My main gripe with this colossus, both when I was playing it brand new as a child, and upon revisiting it now, is the lamentable controls. Aiming is accomplished (barely) by pressing the R button on the controller, and depending on your settings either holding it down or toggling it on and off. You then use the control stick to gradually and painfully move the reticule over the target, by which time you have been made into the latest bullet-repository by every Russian within 50 metres. You can use the C-Pad to aim, but when has using a directional pad to aim ever been an effective method? Certainly not from a first-person perspective, as anyone who has played a light-gun game such as Point Blank or Virtua Cop using a controller instead of a preferred peripheral would experience. Heck, the game even helps you aim by gravitating your gun towards targets when you aim vaguely in their direction, because it knows that trying to aim yourself is an insurmountable feat.

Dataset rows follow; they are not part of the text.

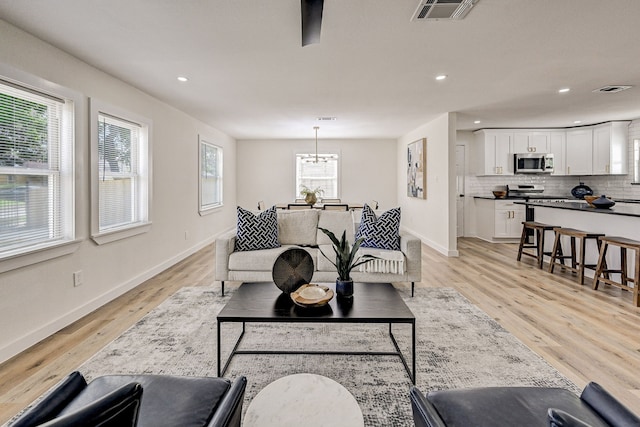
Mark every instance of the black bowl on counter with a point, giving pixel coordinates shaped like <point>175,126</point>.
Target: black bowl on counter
<point>581,190</point>
<point>602,202</point>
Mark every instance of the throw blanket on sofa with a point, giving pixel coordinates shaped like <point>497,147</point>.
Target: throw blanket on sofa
<point>387,262</point>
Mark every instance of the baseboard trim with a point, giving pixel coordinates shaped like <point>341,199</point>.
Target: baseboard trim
<point>17,346</point>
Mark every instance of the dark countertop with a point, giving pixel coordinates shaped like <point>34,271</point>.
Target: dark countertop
<point>527,197</point>
<point>633,210</point>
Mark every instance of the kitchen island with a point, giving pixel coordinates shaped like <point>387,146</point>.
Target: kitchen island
<point>623,220</point>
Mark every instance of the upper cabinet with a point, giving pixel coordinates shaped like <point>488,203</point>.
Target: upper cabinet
<point>531,142</point>
<point>494,155</point>
<point>610,148</point>
<point>579,151</point>
<point>587,150</point>
<point>558,147</point>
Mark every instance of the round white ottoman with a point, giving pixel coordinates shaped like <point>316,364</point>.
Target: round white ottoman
<point>307,400</point>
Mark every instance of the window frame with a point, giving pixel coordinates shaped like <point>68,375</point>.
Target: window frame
<point>144,186</point>
<point>68,242</point>
<point>338,177</point>
<point>204,209</point>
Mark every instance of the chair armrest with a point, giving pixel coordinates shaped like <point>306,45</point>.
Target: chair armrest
<point>53,401</point>
<point>411,247</point>
<point>608,407</point>
<point>225,245</point>
<point>229,411</point>
<point>424,414</point>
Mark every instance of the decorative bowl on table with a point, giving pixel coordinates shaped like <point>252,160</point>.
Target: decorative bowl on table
<point>590,199</point>
<point>311,296</point>
<point>602,202</point>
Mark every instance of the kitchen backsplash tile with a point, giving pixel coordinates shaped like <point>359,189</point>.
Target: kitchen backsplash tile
<point>616,186</point>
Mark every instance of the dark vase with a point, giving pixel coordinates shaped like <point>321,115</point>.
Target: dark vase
<point>344,288</point>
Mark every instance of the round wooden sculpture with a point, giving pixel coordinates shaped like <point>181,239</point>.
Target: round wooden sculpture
<point>292,269</point>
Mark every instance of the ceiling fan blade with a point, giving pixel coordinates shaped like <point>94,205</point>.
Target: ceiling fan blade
<point>311,20</point>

The multiplayer mode which is so often cited as being pioneering, falls flat with me and friends I’ve attempted to play with at the first hurdle. The N64 was never short of multiplayer games, in fact that’s the one thing it did well. 5 minutes into any multiplayer GoldenEye try-to-aim-athons and we’d find ourselves quickly reaching for Super Smash Bros, Mario Party, Mario Kart 64, Lylat Wars, Pokémon Stadium, even Star Wars Racer in a pinch. Anything to stop the mind-numbing obscurity of it all. Again, this is not a retrospective opinion. I recall very rapidly being told to ‘change the game’ after a round of GoldenEye. A combination of dull environments, impossible aiming and an ultimate ‘race to the RCP-90’ dynamic made each attempt to play as tedious as the last.

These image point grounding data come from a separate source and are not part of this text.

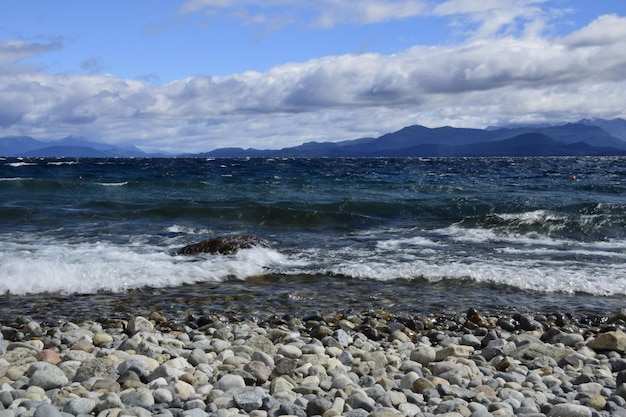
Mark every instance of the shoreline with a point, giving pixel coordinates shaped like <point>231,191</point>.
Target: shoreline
<point>326,363</point>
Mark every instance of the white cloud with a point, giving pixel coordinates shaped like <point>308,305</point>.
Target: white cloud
<point>474,84</point>
<point>327,13</point>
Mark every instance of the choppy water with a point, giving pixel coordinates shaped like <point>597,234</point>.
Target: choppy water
<point>96,235</point>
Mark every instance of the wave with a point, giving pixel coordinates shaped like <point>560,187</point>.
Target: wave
<point>91,267</point>
<point>33,263</point>
<point>20,164</point>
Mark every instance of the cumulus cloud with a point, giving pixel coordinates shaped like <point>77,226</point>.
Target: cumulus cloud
<point>473,83</point>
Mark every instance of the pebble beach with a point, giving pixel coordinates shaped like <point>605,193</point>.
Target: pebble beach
<point>367,363</point>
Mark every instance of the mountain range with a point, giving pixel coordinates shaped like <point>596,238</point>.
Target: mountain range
<point>587,137</point>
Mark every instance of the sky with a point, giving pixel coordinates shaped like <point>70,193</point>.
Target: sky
<point>196,75</point>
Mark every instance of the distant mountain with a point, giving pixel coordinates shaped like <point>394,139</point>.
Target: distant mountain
<point>73,147</point>
<point>587,137</point>
<point>575,139</point>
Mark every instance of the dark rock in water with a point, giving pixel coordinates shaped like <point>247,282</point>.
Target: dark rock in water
<point>225,245</point>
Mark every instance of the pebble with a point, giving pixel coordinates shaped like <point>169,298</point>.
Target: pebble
<point>320,364</point>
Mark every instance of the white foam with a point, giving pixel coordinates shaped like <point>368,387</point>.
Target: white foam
<point>113,184</point>
<point>92,267</point>
<point>62,162</point>
<point>188,230</point>
<point>20,164</point>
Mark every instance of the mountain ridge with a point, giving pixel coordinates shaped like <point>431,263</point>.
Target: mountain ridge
<point>590,137</point>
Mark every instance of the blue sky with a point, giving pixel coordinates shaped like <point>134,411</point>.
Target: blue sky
<point>196,75</point>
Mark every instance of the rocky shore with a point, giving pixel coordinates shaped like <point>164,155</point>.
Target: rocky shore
<point>356,364</point>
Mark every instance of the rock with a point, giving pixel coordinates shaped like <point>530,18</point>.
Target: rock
<point>259,370</point>
<point>534,350</point>
<point>423,355</point>
<point>79,406</point>
<point>569,410</point>
<point>47,410</point>
<point>609,341</point>
<point>474,317</point>
<point>230,381</point>
<point>249,398</point>
<point>139,324</point>
<point>225,245</point>
<point>140,397</point>
<point>46,376</point>
<point>48,355</point>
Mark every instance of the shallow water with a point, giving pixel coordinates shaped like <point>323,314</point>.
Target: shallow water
<point>96,236</point>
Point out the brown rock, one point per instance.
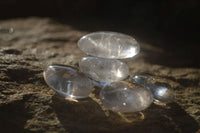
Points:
(27, 104)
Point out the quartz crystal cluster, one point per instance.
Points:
(102, 67)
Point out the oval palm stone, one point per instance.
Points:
(109, 45)
(104, 70)
(67, 81)
(162, 92)
(125, 97)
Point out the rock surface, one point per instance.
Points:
(27, 104)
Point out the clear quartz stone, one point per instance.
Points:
(125, 97)
(162, 92)
(67, 81)
(104, 70)
(109, 45)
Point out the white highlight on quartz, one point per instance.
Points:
(162, 92)
(125, 97)
(104, 70)
(109, 45)
(67, 81)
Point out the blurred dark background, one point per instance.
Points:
(164, 15)
(171, 24)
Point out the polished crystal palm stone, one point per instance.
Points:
(104, 70)
(162, 92)
(125, 97)
(67, 81)
(109, 45)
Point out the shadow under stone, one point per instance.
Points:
(13, 117)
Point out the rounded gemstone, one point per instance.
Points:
(109, 45)
(67, 81)
(125, 97)
(162, 92)
(104, 70)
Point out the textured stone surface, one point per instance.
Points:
(109, 45)
(27, 104)
(125, 97)
(104, 70)
(67, 81)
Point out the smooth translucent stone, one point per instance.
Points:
(109, 45)
(125, 97)
(67, 81)
(162, 92)
(104, 70)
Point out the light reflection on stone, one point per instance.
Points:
(162, 91)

The counter-argument to simply playing other multiplayer games might very well be that ‘some people’ wanted to play a multiplayer First Person Shooter, and there were few of those on any console at that time. Which is very true. But the experience couldn’t, in my mind, have compared to a genuinely fun multiplayer battle. Was it so critical that the games’ premise be to shoot each other that all of its glaring flaws were to be overlooked? Does firing rockets at one another in a dimly lit cave strike at the fire in one’s soul so much that it is comparable to playing the fondly remembered Pokémon Stadium mini-games together?
That said, video games can either be fun, or be as fun as you make them. One thing GoldenEye did do rather well was give the players some fairly fun game modes to play, as well as weapon assortments. Slappers only and using nought but throwing knives is fun in a pathetic kind of way. The game ceases to be a first person shooter and then simply becomes a cavalcade of running headlong into one another mashing the trigger button and hoping for the best, which actually becomes quite exciting with good friends. It lends itself well to that silly kind of enjoyment you can get from just goofing around, and that is the most favourable thing I can say for it.

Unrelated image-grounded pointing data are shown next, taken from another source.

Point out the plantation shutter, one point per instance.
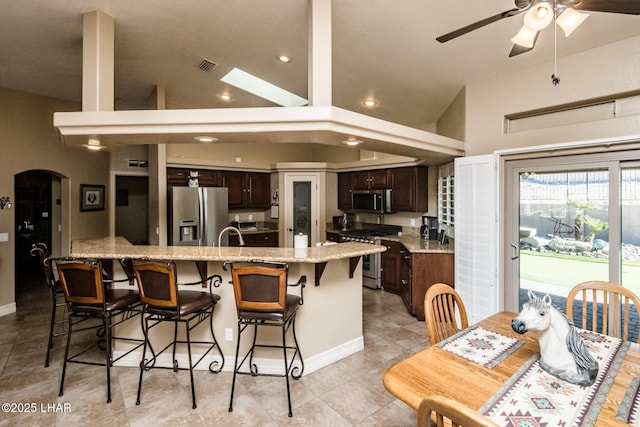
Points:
(476, 235)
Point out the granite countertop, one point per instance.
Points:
(119, 247)
(416, 244)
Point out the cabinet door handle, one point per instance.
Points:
(515, 253)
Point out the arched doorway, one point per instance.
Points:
(37, 220)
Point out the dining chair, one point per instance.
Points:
(58, 306)
(440, 304)
(262, 299)
(164, 301)
(434, 410)
(605, 307)
(87, 297)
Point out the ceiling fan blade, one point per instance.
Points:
(517, 50)
(631, 7)
(464, 30)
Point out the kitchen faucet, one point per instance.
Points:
(227, 229)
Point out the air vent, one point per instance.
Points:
(138, 163)
(206, 65)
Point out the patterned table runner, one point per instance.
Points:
(629, 410)
(532, 397)
(481, 346)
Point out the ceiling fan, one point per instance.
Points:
(568, 14)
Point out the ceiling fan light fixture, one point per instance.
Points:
(539, 16)
(570, 19)
(352, 141)
(526, 37)
(93, 143)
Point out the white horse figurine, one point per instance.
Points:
(562, 351)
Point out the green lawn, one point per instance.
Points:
(568, 271)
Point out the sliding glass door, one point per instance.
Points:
(630, 226)
(570, 220)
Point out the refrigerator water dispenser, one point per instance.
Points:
(188, 231)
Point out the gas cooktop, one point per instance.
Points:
(369, 233)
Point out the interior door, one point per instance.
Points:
(301, 207)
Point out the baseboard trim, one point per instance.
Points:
(7, 309)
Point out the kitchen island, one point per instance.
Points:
(328, 326)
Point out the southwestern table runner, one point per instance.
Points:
(481, 346)
(629, 410)
(532, 397)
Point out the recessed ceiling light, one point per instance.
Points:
(94, 144)
(352, 141)
(205, 138)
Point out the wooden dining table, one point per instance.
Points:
(435, 371)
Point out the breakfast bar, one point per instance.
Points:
(329, 324)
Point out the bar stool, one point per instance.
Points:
(261, 296)
(164, 302)
(88, 298)
(41, 251)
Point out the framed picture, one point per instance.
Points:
(91, 197)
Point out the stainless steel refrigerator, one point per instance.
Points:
(197, 215)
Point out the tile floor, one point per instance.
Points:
(347, 393)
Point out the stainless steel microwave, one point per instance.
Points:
(373, 201)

All in all, GoldenEye is by no means a terrible single-player game. In fact, it has moments of quality, and moments of arduous tedium, such as the tank driving section. But that could be said of most games. Its oft-revered multiplayer experience however is where I find myself scratching my head, unable to relate to the heaps of praise that are mounted at its feet. I found myself and my friends playing an eye-sore, and finger-sore, as grey environments clashed with crippling controls.
I might have given myself away earlier by dancing around the fact that I don’t like First Person Shooters very much. That’s true. But I have to wonder whether that’s the viewpoint which is marring my opinion of GoldenEye, or whether it was GoldenEye which gave me that viewpoint to begin with.